Have you stopped to consider the weights you are carrying around? No, not the couple of Christmas kilo's (which probably look great on you by the way).
I mean, the resentments, the guilt, the sadness and anger that we are carrying around.
Let's reflect for a moment over the last year. Is there something you are carrying with you that is bringing you down? Is there a heaviness to a memory, a person, an experience that has stayed with you?
If you have had enough of holding on to these stories, then perhaps, my friend, it's time to let go and forgive.
Release those darker feelings, and create the S P A C E for some fresh, new luminous ones.
The ever-wise Wayne Dyer speaks of forgiveness as a snake bite - he says what kills you isn't the bite itself, it's the venom. Therefore, metaphysically, after you are hurt or betrayed, it's not the event that (figuratively) kills you, but the anger, the hate and the un-forgiveness that comes along with it.
There have been two major incidents in my life that have called for all-in, full-on forgiveness. And, lemme tell you, it wasn't easy.
Especially the first time.

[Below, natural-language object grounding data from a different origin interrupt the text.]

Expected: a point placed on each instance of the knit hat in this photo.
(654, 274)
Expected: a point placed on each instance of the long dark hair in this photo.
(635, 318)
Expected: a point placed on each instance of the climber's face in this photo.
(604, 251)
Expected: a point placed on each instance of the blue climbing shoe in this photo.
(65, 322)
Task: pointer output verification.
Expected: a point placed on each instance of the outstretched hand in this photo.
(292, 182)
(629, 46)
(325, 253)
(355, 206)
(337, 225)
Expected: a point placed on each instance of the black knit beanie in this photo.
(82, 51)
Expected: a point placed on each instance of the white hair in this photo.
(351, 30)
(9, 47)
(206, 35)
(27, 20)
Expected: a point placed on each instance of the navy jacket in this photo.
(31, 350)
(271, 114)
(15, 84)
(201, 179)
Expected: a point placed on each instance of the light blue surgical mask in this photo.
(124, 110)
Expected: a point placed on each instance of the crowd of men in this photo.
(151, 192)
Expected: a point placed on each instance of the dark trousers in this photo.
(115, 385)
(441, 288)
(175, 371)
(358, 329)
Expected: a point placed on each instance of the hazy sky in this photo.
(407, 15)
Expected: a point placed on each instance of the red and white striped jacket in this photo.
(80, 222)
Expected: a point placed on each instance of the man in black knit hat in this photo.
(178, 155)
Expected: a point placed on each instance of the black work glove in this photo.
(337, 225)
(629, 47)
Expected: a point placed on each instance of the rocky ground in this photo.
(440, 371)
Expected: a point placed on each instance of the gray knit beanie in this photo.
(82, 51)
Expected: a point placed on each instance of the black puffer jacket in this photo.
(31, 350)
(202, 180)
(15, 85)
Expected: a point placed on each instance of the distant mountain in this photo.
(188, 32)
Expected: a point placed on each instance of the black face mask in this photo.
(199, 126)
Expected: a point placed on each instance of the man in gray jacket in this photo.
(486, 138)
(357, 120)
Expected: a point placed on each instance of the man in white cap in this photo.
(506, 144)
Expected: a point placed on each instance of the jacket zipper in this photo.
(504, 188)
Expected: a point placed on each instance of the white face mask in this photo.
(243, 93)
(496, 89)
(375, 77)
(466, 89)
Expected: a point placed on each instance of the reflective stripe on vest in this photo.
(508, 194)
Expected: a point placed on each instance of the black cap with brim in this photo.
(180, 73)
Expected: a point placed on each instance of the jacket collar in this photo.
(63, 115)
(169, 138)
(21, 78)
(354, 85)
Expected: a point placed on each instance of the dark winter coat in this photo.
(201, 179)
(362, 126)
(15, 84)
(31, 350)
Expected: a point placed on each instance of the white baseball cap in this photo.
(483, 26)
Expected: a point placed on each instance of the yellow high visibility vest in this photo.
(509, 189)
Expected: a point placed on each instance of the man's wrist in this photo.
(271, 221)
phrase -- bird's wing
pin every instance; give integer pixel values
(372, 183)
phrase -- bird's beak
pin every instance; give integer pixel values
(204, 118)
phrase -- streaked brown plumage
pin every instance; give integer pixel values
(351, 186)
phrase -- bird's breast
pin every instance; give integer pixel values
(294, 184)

Because, understandably, I was angry and hurt. And I believed that forgiveness meant validating what happened. Being ok with the actions that caused the pain.
But here's the thing:
Forgiveness and letting go have nothing to do with the person who hurt you.
It has nothing to do with the act that plays over and over in your mind.
In no way does it mean you have to become besties with the person in question (unless it's yourself, then - yeah you do!).
During my first true experience of forgiveness, in a moment of revelation (in the shower of course, because all good revelation’s happen in the shower right!), I realised I didn't want to carry that bitterness around with me.
I wanted to step into situations-to-be with a clear heart and an openness to trust.
And the only way to release that heaviness on my shoulders and in my heart was to forgive and let go.
So I began the journey. For me that looked like:
::: Writing a letter, expressing my darkest thoughts, opinions and beliefs and burning it. A real releasing ritual.
::: Making notes about the woman I wanted to be from here on out (loving, trusting, open etc).
::: Interrupting the spiteful thoughts and replacing them with "I forgive you" (this takes practice!).
And over time, the heaviness lifted.
It took a little while, sure, but the second time I needed to forgive (different person, different situation) it was so much easier. It was as if my mind had been trained in the art of forgiveness and the whole experience was expedited.
Forgiveness is all about Y O U.
It's lightening your load, easing your burdens.
Allowing you to move forward in your life with love, not fear.
Forgiveness is the fragrance that the violet sheds on the heel that has crushed it.
- Mark Twain
In the spirit of a new year, who can you begin to to forgive today?
Perhaps it's someone else.
Perhaps it's yourself.
You are more than worthy.
Wishing you a light-filled start to this year.